So, today I was dusting EVERYTHING due to Agusto’s work cutting and laying tiles on the stairs. Sometimes I wonder if I will ever again live in a house that doesn’t have a cm layer of construction dust covering everything. Anyway, I got to thinking about the stuff we have which, consequently needs dusting when it remains uncovered and tile cutting is happening in the vicinity. You know, the stuff that is around the house that you don’t even think about, and probably don’t even see any more even though it is in plain view all the time…until you have to dust it. The dust and the thoughts about the stuff that David and I have collected got me to thinking about a segment I heard on the BBC the other day about Vesuvius.
All these thoughts got me imagining what people 2000 years from now would think about how we lived our life if a volcano should cover and petrify the whole place in lava.
No, David is not out of town.
I came to the conclusion that the archeologists would determine that we were great traveling people who hosted dinner parties for hoards regularly. This would be based on the fact that we have an over abundance of travel guides and plates. Neither of these conclusions would be correct as we use neither of those collections.
A very astute digger would be able to conclude that we enjoy wine, as evidenced by our lack of wine glasses. This archeologist would have to be a wine drinker him/herself so as to know that only people who don’t use their wine glasses still have them. This conclusion about us would be correct.

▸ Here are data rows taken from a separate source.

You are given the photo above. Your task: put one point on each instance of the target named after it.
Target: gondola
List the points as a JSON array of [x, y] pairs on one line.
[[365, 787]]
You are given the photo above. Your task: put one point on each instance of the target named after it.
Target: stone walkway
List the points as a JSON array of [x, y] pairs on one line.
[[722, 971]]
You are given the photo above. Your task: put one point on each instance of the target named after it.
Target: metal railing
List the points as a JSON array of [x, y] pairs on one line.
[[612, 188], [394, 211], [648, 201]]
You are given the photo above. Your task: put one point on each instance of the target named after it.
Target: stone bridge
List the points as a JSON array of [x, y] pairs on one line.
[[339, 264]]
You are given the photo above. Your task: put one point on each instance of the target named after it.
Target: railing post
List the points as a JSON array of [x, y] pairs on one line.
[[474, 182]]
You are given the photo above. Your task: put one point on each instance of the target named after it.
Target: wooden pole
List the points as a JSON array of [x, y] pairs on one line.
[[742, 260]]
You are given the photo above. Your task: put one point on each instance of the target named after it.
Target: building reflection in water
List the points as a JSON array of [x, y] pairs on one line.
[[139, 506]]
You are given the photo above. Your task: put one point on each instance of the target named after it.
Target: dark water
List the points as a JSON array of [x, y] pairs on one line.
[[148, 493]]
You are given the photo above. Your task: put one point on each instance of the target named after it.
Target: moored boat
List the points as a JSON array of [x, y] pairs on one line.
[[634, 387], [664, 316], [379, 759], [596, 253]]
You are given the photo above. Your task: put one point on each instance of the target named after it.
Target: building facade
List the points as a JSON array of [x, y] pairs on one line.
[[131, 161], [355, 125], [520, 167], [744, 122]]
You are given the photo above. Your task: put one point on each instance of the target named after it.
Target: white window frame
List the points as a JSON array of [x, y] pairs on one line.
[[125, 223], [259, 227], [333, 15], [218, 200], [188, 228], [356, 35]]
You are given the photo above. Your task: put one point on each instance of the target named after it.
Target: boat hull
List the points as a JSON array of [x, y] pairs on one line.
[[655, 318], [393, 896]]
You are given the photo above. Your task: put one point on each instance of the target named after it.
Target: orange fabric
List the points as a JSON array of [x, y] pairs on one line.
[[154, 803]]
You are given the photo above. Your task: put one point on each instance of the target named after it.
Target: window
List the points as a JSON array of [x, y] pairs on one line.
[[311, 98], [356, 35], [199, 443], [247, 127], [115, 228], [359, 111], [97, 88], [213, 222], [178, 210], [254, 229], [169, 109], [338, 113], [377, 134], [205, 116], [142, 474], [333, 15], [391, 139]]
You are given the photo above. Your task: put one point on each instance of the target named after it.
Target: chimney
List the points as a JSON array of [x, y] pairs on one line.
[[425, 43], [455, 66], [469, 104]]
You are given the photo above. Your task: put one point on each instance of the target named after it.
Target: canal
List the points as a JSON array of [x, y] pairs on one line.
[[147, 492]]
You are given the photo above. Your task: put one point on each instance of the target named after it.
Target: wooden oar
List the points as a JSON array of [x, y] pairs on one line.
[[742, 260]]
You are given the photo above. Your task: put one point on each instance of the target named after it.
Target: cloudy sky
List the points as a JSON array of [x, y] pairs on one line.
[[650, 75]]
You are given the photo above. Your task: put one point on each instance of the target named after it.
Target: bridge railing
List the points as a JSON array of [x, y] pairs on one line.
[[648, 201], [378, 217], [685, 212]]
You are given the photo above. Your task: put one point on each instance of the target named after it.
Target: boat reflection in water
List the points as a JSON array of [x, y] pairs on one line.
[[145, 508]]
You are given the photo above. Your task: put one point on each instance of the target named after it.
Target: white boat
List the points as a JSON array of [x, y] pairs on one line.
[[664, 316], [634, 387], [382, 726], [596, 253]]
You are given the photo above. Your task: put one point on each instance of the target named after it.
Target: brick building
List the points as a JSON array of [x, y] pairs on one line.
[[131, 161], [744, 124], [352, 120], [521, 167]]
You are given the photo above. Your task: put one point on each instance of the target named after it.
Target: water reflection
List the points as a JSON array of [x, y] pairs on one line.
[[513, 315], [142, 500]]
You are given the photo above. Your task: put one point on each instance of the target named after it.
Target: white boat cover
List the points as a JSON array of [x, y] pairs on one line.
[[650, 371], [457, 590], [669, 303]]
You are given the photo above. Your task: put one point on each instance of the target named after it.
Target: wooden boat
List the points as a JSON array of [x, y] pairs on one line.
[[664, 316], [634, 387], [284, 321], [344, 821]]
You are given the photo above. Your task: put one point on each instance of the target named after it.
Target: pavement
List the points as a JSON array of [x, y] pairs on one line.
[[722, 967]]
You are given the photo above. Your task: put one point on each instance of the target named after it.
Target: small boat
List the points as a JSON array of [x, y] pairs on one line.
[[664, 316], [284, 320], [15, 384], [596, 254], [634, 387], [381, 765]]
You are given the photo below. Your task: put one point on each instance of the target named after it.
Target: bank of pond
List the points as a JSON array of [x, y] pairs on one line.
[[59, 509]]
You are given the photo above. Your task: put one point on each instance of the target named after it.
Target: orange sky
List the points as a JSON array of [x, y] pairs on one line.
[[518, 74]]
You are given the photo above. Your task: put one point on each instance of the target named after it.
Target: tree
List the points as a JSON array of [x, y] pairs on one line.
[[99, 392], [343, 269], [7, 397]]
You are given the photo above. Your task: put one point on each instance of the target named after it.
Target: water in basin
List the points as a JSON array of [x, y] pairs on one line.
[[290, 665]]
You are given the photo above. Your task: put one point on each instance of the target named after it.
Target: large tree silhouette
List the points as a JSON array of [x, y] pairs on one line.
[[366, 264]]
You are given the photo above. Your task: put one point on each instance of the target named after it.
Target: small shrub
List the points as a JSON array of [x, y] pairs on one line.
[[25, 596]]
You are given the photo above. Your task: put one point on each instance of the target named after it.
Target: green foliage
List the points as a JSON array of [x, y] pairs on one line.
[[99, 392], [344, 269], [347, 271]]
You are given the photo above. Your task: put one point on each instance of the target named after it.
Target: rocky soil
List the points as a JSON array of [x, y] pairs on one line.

This item would not confuse the future diggers too much. They would of course know what it is and figure that it was part of entertaining all those guests we have at all those dinner parties. And the wine-drinking archeologist would astutely add that, “there was a direct correlation, in the times of these people…and for all of history…between the entertainment level of such an instrument and the amount of wine consumed”.
They might be, however, perplexed as to why they found it in the bathroom.